Additive and multiplicative Gower's Ramsey theorem (2210.16073v1)

Abstract: W. T. Gower generalized Hindman's Finite sum theorem over $X_{k}=\left{ \left(n_{1},n_{2},\ldots,n_{k}\right):n_{1}\neq0\right} $ by showing that for any finite coloring of $X_{k}$ there exists a sequence such that the Gower subspace generated by that sequence is monochromatic. For $k=1,$ this immediately gives the finite sum theorem.

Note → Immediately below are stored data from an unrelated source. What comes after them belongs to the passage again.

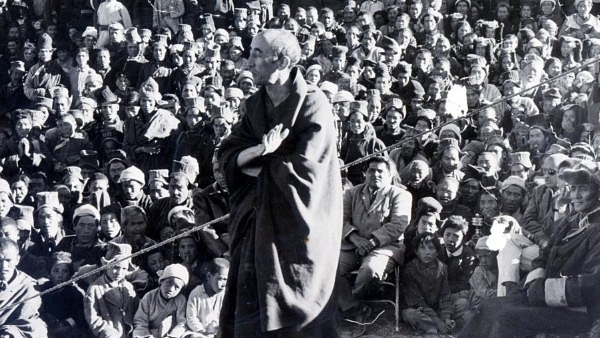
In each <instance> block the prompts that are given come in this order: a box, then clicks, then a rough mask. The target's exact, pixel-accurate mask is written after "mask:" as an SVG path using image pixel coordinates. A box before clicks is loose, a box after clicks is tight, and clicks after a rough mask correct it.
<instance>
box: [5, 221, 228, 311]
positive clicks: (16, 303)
mask: <svg viewBox="0 0 600 338" xmlns="http://www.w3.org/2000/svg"><path fill="white" fill-rule="evenodd" d="M228 218H229V214H227V215H224V216H221V217H219V218H215V219H213V220H212V221H210V222H206V223H204V224H202V225H198V226H195V227H193V228H190V229H188V230H186V231H183V232H182V233H180V234H178V235H175V236H173V237H171V238H167V239H165V240H164V241H162V242H159V243H156V244H153V245H151V246H149V247H146V248H143V249H141V250H140V251H136V252H135V253H133V254H131V255H129V256H127V257H124V258H121V259H117V260H115V261H114V262H110V263H108V264H106V265H103V266H100V267H98V268H96V269H94V270H92V271H88V272H86V273H84V274H81V275H79V276H77V277H73V278H72V279H70V280H68V281H66V282H62V283H60V284H57V285H55V286H53V287H51V288H49V289H46V290H44V291H42V292H39V293H37V294H35V295H33V296H31V297H29V298H25V299H23V300H21V301H18V302H16V303H13V304H11V305H8V306H5V307H3V308H2V309H0V312H4V311H5V310H8V309H11V308H13V307H16V306H19V305H20V304H23V303H25V302H27V301H29V300H31V299H34V298H37V297H41V296H44V295H46V294H49V293H52V292H54V291H57V290H59V289H61V288H63V287H65V286H67V285H71V284H73V283H75V282H78V281H80V280H82V279H85V278H87V277H90V276H93V275H95V274H97V273H100V272H102V271H104V270H106V269H108V268H110V267H112V266H114V265H116V264H118V263H120V262H123V261H126V260H129V259H131V258H133V257H137V256H140V255H143V254H145V253H147V252H149V251H152V250H154V249H157V248H160V247H162V246H164V245H166V244H169V243H171V242H175V241H176V240H178V239H180V238H183V237H188V236H189V235H191V234H192V233H194V232H196V231H200V230H203V229H206V228H208V227H209V226H211V225H213V224H215V223H218V222H221V221H224V220H226V219H228Z"/></svg>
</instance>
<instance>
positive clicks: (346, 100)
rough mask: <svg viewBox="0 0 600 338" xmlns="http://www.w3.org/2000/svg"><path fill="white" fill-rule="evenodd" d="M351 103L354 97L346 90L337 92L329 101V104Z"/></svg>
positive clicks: (348, 91)
mask: <svg viewBox="0 0 600 338" xmlns="http://www.w3.org/2000/svg"><path fill="white" fill-rule="evenodd" d="M352 101H354V95H352V93H350V92H349V91H347V90H340V91H338V92H337V93H335V95H333V98H332V99H331V103H338V102H352Z"/></svg>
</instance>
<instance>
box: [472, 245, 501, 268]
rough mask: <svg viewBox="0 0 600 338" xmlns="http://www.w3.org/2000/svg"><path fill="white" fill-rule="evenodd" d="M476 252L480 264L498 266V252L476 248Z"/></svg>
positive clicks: (477, 258) (482, 264) (484, 265)
mask: <svg viewBox="0 0 600 338" xmlns="http://www.w3.org/2000/svg"><path fill="white" fill-rule="evenodd" d="M475 254H476V255H477V259H478V260H479V265H480V266H482V267H484V268H489V269H492V268H495V267H496V266H498V262H497V261H496V253H495V252H494V251H490V250H475Z"/></svg>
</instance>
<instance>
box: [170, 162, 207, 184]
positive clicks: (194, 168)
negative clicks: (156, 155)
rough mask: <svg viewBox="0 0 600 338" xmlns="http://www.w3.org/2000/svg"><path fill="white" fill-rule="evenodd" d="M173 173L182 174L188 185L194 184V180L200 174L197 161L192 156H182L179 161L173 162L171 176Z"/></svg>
mask: <svg viewBox="0 0 600 338" xmlns="http://www.w3.org/2000/svg"><path fill="white" fill-rule="evenodd" d="M175 173H183V174H184V175H185V176H186V177H187V179H188V181H189V182H190V183H194V182H196V178H197V177H198V175H199V174H200V165H199V164H198V160H196V159H195V158H193V157H192V156H183V157H182V158H181V159H180V160H179V161H177V160H175V161H173V170H172V171H171V176H173V174H175Z"/></svg>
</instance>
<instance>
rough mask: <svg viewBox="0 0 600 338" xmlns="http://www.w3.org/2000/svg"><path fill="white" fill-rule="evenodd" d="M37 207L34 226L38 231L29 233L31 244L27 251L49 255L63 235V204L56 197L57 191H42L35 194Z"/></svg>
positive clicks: (56, 197) (43, 256) (63, 235)
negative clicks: (62, 214) (35, 217)
mask: <svg viewBox="0 0 600 338" xmlns="http://www.w3.org/2000/svg"><path fill="white" fill-rule="evenodd" d="M36 198H37V203H38V204H37V209H36V210H35V217H36V220H35V228H37V229H40V231H39V233H37V232H34V233H32V235H31V240H32V242H33V245H32V246H30V247H29V248H28V249H27V251H29V252H30V253H31V254H33V255H35V256H40V257H44V256H45V257H49V256H50V254H51V253H52V252H54V248H55V247H56V245H57V244H58V243H59V242H60V241H61V240H62V239H63V237H64V236H65V232H64V229H63V227H62V213H63V212H64V208H63V206H62V205H61V204H60V201H59V199H58V192H56V191H43V192H39V193H37V195H36Z"/></svg>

In this article we will show that for any finite coloring of $X_{k}$ there exist two sequences $\left{ \mathbf{n_{i}}:i\in I\right} $ and $\left{ \mathbf{m_{i}}:i\in I\right} $ such that the Gower subspace generated by $\left{ \mathbf{n_{i}}:i\in I\right} $ and set of all finite products of $\left{ \mathbf{m_{i}}:i\in I\right} $ are in a single color. This immediately generalize a result of V. Bergelson and N. Hindman which says that for any finite coloring of $\mathbb{N}$, there exist two sequences $\left(x_{n}\right){n}$ and $\left(y{n}\right){n}$ such that the finite sum and product generated by $\left(x{n}\right){n}$ and $\left(y{n}\right)_{n}$ are in a same color.